Cette volte-face s’explique par des besoins colossaux : la modernisation des infrastructures nĂ©cessitera 400 milliards d’euros d’ici 2030, la transition numĂ©rique 50 milliards, et le rĂ©armement militaire au moins 100 milliards, selon l’Institut Ă©conomique allemand. Les Ă©coles et les routes, piliers d’une sociĂ©tĂ© fonctionnelle, sont dans un Ă©tat lamentable.
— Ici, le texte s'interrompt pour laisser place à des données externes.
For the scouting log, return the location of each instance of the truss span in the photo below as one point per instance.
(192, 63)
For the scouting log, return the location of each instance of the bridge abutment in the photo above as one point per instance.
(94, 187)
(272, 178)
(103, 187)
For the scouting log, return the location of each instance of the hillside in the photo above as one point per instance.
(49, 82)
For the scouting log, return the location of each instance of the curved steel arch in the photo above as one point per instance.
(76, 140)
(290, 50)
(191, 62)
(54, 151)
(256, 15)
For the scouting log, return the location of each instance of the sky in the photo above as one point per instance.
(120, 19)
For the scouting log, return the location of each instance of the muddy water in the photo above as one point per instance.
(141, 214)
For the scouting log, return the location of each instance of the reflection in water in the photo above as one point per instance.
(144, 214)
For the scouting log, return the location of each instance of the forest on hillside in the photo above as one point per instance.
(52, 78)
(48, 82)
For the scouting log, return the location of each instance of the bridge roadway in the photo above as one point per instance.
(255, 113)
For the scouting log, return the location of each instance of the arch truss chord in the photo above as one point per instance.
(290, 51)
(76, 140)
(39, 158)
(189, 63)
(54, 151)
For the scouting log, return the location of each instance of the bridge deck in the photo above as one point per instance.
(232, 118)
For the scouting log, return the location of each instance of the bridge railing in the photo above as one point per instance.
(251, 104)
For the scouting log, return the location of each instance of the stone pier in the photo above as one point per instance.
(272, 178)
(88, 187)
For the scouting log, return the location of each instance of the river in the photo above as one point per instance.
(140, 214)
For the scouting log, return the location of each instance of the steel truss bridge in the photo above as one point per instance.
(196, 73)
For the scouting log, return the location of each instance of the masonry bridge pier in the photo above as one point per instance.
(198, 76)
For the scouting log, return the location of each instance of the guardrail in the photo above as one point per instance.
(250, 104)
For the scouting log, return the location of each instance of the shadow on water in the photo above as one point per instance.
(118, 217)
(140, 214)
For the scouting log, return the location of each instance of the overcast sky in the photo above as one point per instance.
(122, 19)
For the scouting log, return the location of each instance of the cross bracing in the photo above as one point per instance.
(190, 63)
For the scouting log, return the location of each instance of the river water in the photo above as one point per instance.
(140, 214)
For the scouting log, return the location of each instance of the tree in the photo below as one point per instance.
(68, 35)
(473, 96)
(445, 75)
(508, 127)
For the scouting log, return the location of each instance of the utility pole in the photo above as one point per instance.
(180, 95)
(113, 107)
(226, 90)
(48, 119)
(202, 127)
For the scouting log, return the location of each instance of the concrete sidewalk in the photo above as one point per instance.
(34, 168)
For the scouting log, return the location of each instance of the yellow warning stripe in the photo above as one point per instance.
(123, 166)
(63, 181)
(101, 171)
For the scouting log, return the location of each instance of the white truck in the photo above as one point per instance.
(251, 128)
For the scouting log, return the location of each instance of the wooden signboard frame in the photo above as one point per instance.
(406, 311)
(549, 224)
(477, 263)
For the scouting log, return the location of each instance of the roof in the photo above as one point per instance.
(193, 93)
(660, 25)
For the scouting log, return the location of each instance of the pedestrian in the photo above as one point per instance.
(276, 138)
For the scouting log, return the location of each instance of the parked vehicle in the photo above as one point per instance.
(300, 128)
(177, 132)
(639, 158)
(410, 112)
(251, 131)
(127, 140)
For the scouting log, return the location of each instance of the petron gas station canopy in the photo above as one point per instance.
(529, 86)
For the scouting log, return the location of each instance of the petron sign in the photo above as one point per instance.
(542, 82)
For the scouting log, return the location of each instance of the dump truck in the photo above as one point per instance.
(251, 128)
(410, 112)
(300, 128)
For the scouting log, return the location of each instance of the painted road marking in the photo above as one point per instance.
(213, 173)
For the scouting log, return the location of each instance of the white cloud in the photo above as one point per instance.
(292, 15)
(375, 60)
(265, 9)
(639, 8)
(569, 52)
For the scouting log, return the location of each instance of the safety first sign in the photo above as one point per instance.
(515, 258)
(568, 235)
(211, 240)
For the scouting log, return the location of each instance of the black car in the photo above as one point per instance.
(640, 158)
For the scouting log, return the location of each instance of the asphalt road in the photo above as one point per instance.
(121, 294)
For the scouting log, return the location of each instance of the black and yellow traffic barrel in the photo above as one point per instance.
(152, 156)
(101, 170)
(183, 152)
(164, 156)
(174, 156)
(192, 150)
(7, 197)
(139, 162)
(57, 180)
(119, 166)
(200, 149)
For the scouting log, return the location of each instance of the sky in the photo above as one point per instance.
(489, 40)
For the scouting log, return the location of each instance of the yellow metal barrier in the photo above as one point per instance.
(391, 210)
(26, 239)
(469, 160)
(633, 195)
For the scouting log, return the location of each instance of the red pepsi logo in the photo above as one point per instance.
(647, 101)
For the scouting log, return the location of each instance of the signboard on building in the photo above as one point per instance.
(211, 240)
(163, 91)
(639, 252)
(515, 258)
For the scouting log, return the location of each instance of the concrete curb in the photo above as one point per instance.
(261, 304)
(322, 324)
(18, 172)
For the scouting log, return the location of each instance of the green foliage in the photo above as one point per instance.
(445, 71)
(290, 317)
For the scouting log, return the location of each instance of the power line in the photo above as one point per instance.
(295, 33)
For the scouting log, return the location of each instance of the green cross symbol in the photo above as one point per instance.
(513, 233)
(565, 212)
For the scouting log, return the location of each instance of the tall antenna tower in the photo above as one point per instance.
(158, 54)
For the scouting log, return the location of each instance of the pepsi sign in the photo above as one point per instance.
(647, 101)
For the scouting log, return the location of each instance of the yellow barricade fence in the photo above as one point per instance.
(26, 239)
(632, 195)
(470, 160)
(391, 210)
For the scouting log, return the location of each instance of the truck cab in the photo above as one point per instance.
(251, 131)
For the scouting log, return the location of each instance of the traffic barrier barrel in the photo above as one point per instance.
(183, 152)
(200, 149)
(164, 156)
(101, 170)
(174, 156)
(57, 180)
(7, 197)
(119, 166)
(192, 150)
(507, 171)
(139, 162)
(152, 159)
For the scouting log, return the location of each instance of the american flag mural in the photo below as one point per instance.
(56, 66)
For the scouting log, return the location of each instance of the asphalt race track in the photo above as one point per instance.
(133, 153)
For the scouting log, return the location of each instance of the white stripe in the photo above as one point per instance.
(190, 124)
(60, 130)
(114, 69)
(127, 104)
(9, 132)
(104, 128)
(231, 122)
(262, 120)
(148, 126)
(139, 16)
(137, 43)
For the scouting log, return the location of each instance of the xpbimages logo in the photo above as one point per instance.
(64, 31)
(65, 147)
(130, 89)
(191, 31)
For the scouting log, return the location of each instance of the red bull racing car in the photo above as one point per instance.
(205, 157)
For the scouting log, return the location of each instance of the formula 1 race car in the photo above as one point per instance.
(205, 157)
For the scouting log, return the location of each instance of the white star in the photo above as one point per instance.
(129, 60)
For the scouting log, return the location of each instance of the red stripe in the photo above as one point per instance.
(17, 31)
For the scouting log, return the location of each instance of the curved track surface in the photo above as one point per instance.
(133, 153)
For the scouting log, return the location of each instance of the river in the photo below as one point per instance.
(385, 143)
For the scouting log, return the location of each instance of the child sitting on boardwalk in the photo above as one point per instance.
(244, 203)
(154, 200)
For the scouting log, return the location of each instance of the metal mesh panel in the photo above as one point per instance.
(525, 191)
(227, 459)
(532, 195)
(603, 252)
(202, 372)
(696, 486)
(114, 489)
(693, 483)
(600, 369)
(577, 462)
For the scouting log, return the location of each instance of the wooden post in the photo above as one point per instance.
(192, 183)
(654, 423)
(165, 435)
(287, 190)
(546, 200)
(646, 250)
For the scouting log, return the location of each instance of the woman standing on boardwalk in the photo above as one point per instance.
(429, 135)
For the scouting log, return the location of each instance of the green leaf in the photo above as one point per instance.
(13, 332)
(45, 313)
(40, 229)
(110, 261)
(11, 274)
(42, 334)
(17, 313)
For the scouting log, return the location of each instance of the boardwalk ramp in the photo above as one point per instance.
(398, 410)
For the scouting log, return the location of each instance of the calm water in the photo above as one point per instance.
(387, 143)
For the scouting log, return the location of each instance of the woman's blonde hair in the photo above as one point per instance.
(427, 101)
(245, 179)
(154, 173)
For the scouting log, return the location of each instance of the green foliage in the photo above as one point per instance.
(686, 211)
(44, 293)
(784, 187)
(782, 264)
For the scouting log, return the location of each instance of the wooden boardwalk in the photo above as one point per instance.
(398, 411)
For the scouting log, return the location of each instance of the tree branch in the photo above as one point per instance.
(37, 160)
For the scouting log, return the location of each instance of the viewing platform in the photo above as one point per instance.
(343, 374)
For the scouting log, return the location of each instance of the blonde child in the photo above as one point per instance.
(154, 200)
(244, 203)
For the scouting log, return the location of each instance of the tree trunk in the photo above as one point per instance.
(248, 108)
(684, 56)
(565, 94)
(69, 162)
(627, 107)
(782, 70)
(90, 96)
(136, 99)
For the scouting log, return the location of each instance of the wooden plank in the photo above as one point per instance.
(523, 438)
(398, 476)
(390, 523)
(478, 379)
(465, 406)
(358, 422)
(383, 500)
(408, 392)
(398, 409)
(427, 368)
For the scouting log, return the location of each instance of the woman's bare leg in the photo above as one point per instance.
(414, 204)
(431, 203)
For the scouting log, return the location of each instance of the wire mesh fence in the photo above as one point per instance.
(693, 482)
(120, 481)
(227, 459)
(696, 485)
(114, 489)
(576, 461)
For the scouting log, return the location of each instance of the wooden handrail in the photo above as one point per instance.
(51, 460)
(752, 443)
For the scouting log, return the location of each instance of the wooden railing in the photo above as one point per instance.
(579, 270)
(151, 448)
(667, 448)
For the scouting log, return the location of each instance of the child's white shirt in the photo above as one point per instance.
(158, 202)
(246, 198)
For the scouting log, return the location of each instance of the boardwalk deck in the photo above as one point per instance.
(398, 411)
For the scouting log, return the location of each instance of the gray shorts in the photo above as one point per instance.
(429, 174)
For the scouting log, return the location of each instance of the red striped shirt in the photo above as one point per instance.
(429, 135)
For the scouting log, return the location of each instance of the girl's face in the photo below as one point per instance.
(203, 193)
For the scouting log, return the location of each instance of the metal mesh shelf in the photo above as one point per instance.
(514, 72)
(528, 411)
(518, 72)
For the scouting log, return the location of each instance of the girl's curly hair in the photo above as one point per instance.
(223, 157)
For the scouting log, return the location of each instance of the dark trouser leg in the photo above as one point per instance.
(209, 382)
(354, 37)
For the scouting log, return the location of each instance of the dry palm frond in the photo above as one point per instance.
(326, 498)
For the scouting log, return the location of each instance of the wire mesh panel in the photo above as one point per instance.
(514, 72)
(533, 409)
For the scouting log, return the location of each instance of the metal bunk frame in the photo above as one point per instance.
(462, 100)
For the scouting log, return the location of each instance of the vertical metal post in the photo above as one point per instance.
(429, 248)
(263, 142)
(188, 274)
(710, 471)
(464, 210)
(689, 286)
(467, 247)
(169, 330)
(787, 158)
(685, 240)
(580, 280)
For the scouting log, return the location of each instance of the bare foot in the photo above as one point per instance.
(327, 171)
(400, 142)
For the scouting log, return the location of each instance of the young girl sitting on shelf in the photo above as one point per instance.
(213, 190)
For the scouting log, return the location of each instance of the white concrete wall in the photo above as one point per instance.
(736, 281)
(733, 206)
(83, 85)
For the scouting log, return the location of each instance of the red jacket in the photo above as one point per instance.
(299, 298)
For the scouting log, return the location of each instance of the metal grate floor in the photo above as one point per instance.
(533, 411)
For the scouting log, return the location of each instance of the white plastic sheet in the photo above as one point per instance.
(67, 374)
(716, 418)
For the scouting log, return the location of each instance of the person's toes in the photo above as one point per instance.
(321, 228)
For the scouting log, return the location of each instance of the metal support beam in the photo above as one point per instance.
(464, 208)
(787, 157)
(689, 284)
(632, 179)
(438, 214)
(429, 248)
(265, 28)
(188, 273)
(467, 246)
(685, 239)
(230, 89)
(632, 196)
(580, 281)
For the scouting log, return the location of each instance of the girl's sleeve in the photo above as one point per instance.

En 2021, seulement 1,2 % du PIB allemand a Ă©tĂ© consacrĂ© Ă  l’entretien des infrastructures, contre une moyenne europĂ©enne de 2,5 %. En comparaison, la France investissait prĂšs de 3,7 % du PIB dans ses infrastructures publiques la mĂȘme annĂ©e.

« Schwarze Null »

Les ambitions climatiques du pays sont en pĂ©ril. AprĂšs des dĂ©buts prometteurs, les Ă©missions de CO₂ stagnent depuis 2013. La part des Ă©nergies renouvelables, bien qu’en progression, reste insuffisante : 47 % de la consommation brute d’électricitĂ©, contre des objectifs bien plus ambitieux fixĂ©s par l’Union europĂ©enne.

Le journaliste Ullrich Fichtner, dans une tribune cinglante, met en garde contre une Allemagne figĂ©e dans son immobilisme : « Dans beaucoup de domaines d’avenir, nous sommes mĂ©diocres, l’État est dysfonctionnel ; nous sommes restĂ©s figĂ©s dans notre prospĂ©ritĂ©. »

Les critiques ne viennent pas seulement de l’étranger. À l’intĂ©rieur mĂȘme de l’Allemagne, les voix s’élĂšvent contre cette politique d’austĂ©ritĂ©. Jacques-Pierre Gougeon conclut avec luciditĂ© : « À l’aune de cette crise, l’Allemagne a su mettre entre parenthĂšses les grands principes qui semblaient jusqu’alors prĂ©valoir. » Mais ces parenthĂšses sont temporaires, et l’Allemagne devra bientĂŽt choisir entre rigueur budgĂ©taire et modernisation indispensable.